産経ニュース

【熊本地震1カ月】車中泊の被災者は、余震とデマにおびえ車に逃げこんでいた 駐車場の車で何が起きていたのか?

ニュース プレミアム

記事詳細

更新

【熊本地震1カ月】
車中泊の被災者は、余震とデマにおびえ車に逃げこんでいた 駐車場の車で何が起きていたのか?

熊本県益城町では、今なお車中泊で避難生活を送る人が絶えない=15日(三尾郁恵撮影) 熊本県益城町では、今なお車中泊で避難生活を送る人が絶えない=15日(三尾郁恵撮影)

 熊本地震の被災地では発生から1カ月が経ってもなお、避難所の駐車場などで車中泊を強いられている人が多い。長期にわたる車内での避難生活はどのようなものなのか。長女(29)、長男(28)と家族3人で軽乗用車での車中泊生活を続けていた熊本県益城町の看護助手、女性(55)に、発生1カ月を機に振り返ってもらった。(三宅真太郎)

 ドドドドドド-。4月14日午後9時26分、自宅で震度7の激しい揺れに襲われた。建物がミシミシと音をたてる。ここにいると危険だ。「車へ」と、家にいた長女と軽乗用車に慌てて飛び乗った。ヘリコプターの音や救急車のサイレンが一晩中鳴り止まず、余震が続く。おびえて眠れないまま朝を迎えた。

 翌15日、避難所へ行こうか迷っていると、

自宅から最も近い益城町総合体育館の様子を見た隣人が「窓ガラスが割れて、壁も崩れていた。外も中も人であふれ、寝泊まりするスペースはなさそうだよ」と教えてくれた。

 「しばらく車中泊するしかない」と覚悟を決めた。

 16日未明、2度目の震度7に襲われた。車は上下左右に大きく揺さぶられ、車内で頭をぶつけないよう必死に座席やハンドルにしがみついた。
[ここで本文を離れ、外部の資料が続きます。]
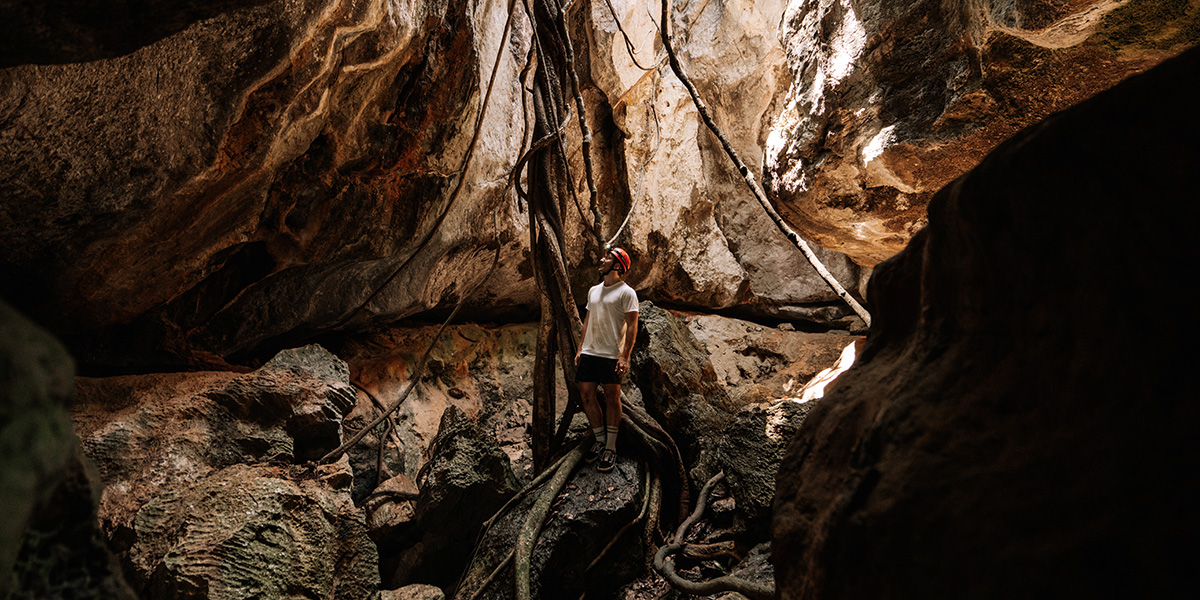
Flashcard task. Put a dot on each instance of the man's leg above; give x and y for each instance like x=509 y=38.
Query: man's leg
x=612 y=425
x=595 y=418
 揺れが収まると、町の風景は一変していた。自宅は柱が折れて窓枠がゆがみ、とても住めそうにない。長男が「どうにかなるよね」と力なくつぶやいた。だが、自宅は取り壊しが決まり、それぞれの職場には落ち着くまで休むと伝えた。

 この日、夕方から追い打ちをかけるような大雨が降り出したのを女性はよく覚えている。雨避けのために自宅の屋根に張ったビニールシートをつたって雨水がしたたり落ちてくる。自宅一帯に下水が混ざったような臭いが漂い、車の中にも充満した。

 「もう、ここには居たくない」「頭がおかしくなりそう」

 一家3人は、車中でも落ち着いて生活できる場所を探し始めた。

 19日になって近くの住民から聞いた話を頼りに町の産業展示場「グランメッセ熊本」に移動。2200台分の駐車場があり、停める場所には困らなかった。